Mixed Reality Brings Many Benefits to the Construction Industry
Some people find mixed reality (MR) to be a far-out concept that doesn’t yet have a place in construction. However, embracing it early on comes with a lot of great advantages. MR tools improve information flow and make working more efficient. Because they emulate real life, they are intuitive to use, only without the limits of the physical world.
Combining the physical and digital seamlessly
At its simplest, mixed reality is a combination of virtual and physical elements that coexist and interact with each other. By putting on MR glasses at the construction site, you can add digital structures into a physical space, test how they fit and change them accordingly. You can inspect them from as far or close as you wish, and they behave just like physical elements. Instead of a 2D world, MR offers a perception that’s as close to reality as possible.
Information never gets lost
The biggest benefit of mixed reality is that no information is lost. The information gap that inevitably appears when going from 3D to 2D and back can be erased with MR because the information remains in full 3D throughout the project. Compared to a flatscreen, 3D data in MR is much easier to understand. You have a perception of spatial relationships and are able to see distances and sizes as they are meant to appear in the finalized construction.
Using MR tools reduces rework. In concrete manufacturing, holograms are currently used in rebar work for giving instructions and assisting assembly. Because the 3D information is unambiguous, misinterpretations and errors that waste material and cause delays are less likely. Changes can also be implemented smoothly. If, for example, reinforcing structures are added to original plans on-site, the correct dimensions can be easily checked in the real environment.

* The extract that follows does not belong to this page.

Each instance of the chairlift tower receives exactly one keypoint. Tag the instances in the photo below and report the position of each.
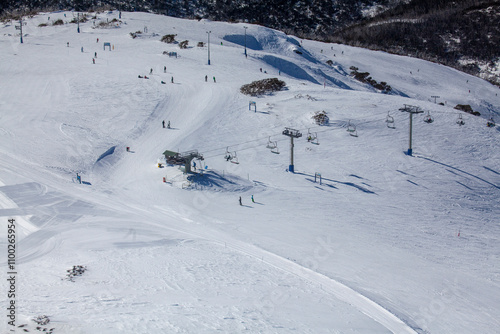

Efficiency in planning and doing
MR affects efficiency in two ways. Firstly, it streamlines workflows. Although we create highly detailed 3D models, a lot of time is spent on finalizing 2D drawings. This is because manual additions often need to be made in order to make them fully understandable. Creating a 2D drawing whose information corresponds perfectly with a 3D model takes time and precision. By staying in 3D from the beginning and using MR to illustrate the model as closely to reality as possible, we are able to cut down significantly on the design process.
Secondly, MR has a positive impact on day-to-day work. It unlocks a wider field of view and unlimited hands-free access to information. With a richer user interface and full 3D available, the need to interpret and decode 2D drawings and fetch data disappears. In turn, working becomes faster and more intuitive.
A future of limitless hands-free data
The usability of MR tools is improving all the time. Within the next few years, we will see headsets that are small and comfortable enough to use all day, and let you access information hands-free, in real time.
In the future, we will look back at current human-machine interfaces as limiting. Once they’re accustomed to data access without a device, few people will want to go back. Could you, for example, imagine downgrading your touchscreen device to your old flip phone?